In this notebook, we will go over the text analysis of Stock tweets. This data has been scraped from stocktwits. I will use Python Pandas, Python library WordCloud and NLTK for this analysis. If you want to know more about Pandas, check my other notebooks on Pandas https://www.nbshare.io/notebooks/pandas/
Let us import the necesary packages.
import re
import random
import pandas as pd
import matplotlib.pyplot as plt
import seaborn as sns
%matplotlib inline
from plotly import graph_objs as go
import plotly.express as px
import plotly.figure_factory as ff
import json
from collections import Counter
from PIL import Image
from wordcloud import WordCloud, STOPWORDS, ImageColorGenerator
import nltk
from nltk.corpus import stopwords
import os
import nltk
import warnings
warnings.filterwarnings("ignore")
Let us check the data using Unix cat command.
!head -2 stocktwits.csv
Let us take a peak in to our data.
df = pd.read_csv('stocktwits.csv')
df.head()
As we see above, for each stock we have a tweet , sentiment, number of followers and date of stock tweet.
df.shape
Check if there are any 'na' values in data with df.isna(). We see below, there is no 'na' in data.
df.isna().any()
Check if there are any 'null' in data with df.isnull() command. As we see below, there are no null values in data.
df.isnull().any()
There are no null Values in the test set
Let us look at the distribution of tweets by stocks.
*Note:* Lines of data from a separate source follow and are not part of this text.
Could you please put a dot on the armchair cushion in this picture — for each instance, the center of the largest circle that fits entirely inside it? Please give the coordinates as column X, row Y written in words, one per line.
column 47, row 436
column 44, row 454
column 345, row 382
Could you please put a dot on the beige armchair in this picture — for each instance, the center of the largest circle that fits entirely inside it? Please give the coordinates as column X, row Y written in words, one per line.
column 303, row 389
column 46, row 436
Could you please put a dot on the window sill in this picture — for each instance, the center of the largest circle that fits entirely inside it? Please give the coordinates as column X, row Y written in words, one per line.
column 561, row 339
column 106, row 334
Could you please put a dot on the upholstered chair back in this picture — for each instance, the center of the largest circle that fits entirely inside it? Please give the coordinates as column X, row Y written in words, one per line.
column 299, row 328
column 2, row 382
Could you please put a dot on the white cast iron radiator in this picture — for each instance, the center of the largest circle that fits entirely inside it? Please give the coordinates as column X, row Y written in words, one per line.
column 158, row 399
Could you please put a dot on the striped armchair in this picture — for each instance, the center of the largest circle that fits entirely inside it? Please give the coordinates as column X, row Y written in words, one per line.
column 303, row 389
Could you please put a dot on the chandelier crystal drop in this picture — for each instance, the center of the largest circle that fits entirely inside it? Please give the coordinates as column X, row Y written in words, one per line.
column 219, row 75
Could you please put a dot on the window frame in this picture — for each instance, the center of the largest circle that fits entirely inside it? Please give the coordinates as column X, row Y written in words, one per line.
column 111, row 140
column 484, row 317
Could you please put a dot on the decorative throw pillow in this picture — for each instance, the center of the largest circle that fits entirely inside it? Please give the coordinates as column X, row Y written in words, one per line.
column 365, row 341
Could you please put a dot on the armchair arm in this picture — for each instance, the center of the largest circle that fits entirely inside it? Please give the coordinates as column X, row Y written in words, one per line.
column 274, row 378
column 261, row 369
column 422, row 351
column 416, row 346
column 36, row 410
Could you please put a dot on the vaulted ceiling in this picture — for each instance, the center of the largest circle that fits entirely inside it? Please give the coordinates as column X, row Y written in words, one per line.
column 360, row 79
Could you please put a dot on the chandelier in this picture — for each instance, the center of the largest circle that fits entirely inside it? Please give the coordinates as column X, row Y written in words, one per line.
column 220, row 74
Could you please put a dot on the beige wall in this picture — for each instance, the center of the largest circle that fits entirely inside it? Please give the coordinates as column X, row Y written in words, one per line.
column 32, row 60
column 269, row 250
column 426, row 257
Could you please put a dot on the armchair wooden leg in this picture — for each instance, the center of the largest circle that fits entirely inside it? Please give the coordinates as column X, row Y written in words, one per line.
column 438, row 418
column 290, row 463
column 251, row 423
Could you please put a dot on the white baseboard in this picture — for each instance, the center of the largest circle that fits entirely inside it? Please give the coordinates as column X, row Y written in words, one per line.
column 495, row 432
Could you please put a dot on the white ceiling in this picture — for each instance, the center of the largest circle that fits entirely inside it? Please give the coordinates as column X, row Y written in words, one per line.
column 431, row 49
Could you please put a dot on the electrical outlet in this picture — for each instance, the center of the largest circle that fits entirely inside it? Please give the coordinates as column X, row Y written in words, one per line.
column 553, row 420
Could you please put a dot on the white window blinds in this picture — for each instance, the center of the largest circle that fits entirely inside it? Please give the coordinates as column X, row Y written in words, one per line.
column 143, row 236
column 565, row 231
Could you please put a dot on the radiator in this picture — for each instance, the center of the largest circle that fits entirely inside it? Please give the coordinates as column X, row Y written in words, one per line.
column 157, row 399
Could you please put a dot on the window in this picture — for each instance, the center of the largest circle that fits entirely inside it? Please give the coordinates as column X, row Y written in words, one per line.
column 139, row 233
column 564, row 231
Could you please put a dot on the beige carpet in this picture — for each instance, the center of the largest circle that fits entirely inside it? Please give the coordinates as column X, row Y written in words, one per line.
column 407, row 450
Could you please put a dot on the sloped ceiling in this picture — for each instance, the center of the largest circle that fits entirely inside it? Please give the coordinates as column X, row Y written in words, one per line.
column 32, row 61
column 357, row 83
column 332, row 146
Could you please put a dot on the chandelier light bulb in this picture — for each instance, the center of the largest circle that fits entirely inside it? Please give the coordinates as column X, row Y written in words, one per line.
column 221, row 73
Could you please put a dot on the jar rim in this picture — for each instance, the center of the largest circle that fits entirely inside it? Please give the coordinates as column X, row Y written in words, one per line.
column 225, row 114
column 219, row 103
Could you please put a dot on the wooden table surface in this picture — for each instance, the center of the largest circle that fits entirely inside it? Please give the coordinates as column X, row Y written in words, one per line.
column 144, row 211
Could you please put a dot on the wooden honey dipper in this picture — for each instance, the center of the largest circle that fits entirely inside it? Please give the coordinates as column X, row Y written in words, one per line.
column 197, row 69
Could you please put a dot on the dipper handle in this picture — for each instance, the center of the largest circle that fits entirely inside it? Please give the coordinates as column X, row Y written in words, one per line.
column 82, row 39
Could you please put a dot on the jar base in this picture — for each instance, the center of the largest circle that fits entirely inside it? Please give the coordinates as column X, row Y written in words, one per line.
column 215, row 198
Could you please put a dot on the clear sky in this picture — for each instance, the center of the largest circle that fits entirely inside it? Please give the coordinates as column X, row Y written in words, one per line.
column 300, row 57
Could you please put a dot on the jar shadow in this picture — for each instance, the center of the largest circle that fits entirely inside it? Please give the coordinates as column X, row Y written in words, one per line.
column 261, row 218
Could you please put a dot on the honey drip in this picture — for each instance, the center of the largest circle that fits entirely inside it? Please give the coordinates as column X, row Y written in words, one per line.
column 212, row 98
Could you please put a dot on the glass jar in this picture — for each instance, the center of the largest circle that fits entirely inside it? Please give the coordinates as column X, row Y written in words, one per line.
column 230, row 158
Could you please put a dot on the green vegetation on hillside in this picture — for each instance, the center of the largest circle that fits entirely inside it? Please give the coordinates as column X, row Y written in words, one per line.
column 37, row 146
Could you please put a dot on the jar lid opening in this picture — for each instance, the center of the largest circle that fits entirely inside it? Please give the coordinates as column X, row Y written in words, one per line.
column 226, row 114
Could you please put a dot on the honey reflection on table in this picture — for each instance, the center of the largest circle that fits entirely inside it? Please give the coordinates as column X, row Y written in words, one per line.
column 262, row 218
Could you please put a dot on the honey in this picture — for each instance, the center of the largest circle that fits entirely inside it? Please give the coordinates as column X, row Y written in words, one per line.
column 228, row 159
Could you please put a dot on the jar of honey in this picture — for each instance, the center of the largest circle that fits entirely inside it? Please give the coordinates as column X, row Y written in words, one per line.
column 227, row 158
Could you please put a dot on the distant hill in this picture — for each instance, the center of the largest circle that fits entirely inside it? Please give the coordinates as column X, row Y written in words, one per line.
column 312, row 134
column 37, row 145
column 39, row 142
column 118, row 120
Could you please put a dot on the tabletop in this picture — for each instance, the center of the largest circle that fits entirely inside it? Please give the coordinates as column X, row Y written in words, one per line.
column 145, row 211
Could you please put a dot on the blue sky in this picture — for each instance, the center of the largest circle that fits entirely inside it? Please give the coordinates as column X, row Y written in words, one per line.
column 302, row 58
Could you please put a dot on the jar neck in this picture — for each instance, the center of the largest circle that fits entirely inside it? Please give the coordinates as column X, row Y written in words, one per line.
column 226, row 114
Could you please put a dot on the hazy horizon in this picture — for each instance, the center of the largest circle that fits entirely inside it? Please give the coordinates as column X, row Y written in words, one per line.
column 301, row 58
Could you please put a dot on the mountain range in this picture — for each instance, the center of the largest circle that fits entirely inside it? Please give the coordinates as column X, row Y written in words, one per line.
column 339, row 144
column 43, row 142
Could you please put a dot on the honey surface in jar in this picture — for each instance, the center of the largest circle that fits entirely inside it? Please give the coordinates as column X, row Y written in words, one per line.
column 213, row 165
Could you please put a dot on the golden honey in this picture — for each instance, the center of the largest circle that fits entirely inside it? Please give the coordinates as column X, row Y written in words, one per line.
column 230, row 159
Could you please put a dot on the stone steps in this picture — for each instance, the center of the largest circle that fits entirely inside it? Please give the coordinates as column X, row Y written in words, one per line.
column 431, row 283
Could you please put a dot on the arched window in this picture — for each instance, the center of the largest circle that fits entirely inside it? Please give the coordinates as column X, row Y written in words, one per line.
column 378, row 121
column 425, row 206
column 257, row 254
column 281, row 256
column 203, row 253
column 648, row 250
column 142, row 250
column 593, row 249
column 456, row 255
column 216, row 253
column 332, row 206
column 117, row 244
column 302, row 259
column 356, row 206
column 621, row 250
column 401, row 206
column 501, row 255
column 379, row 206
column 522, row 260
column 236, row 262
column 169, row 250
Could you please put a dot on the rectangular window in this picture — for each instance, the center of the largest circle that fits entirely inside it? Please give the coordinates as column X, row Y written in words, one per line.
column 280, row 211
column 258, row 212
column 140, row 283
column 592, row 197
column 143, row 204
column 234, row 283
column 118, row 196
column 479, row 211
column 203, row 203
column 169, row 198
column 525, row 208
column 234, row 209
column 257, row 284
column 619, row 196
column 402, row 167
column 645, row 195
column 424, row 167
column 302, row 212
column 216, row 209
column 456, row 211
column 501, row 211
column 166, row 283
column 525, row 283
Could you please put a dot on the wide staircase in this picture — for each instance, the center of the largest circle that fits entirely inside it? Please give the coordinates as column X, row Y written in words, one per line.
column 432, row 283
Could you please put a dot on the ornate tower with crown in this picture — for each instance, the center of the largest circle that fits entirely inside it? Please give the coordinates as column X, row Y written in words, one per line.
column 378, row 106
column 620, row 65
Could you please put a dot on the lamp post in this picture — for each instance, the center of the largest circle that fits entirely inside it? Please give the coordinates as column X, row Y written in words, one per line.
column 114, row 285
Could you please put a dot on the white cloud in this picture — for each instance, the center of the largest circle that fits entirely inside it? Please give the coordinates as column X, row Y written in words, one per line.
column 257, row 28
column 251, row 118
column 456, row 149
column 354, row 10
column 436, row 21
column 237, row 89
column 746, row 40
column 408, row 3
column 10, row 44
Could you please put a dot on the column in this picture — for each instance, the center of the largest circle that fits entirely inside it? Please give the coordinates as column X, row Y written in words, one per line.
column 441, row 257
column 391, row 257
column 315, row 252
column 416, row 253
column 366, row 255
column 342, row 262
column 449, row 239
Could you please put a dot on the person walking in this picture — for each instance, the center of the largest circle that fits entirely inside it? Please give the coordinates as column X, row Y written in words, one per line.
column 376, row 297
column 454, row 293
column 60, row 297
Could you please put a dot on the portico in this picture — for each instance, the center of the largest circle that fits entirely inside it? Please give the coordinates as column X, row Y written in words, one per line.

stock_gp = df.groupby('ticker').count()['message'].reset_index().sort_values(by='message',ascending=False)
stock_gp.head(5)
plt.figure(figsize=(12,6))
g = sns.distplot(stock_gp['message'],kde=False)
X-axis in the above plot shows the number of messages. Every bar represents a ticker.
There is another way to plot which is bar plot (shown below) that will give us some more information about the stocks and their tweets. Note in the below plot, only few labels have been plotted, otherwise the y-axis will be cluttered with the labels if plot all of them.
import matplotlib.ticker as ticker
plt.figure(figsize=(12,6))
ax = sns.barplot(y='ticker', x='message', data=stock_gp)
ax.yaxis.set_major_locator(ticker.MultipleLocator(base=20))
Lets look at the distribution of tweets by sentiment in the data set.
temp = df.groupby('sentiment').count()['message'].reset_index().sort_values(by='message',ascending=False)
temp.style.background_gradient(cmap='Greens')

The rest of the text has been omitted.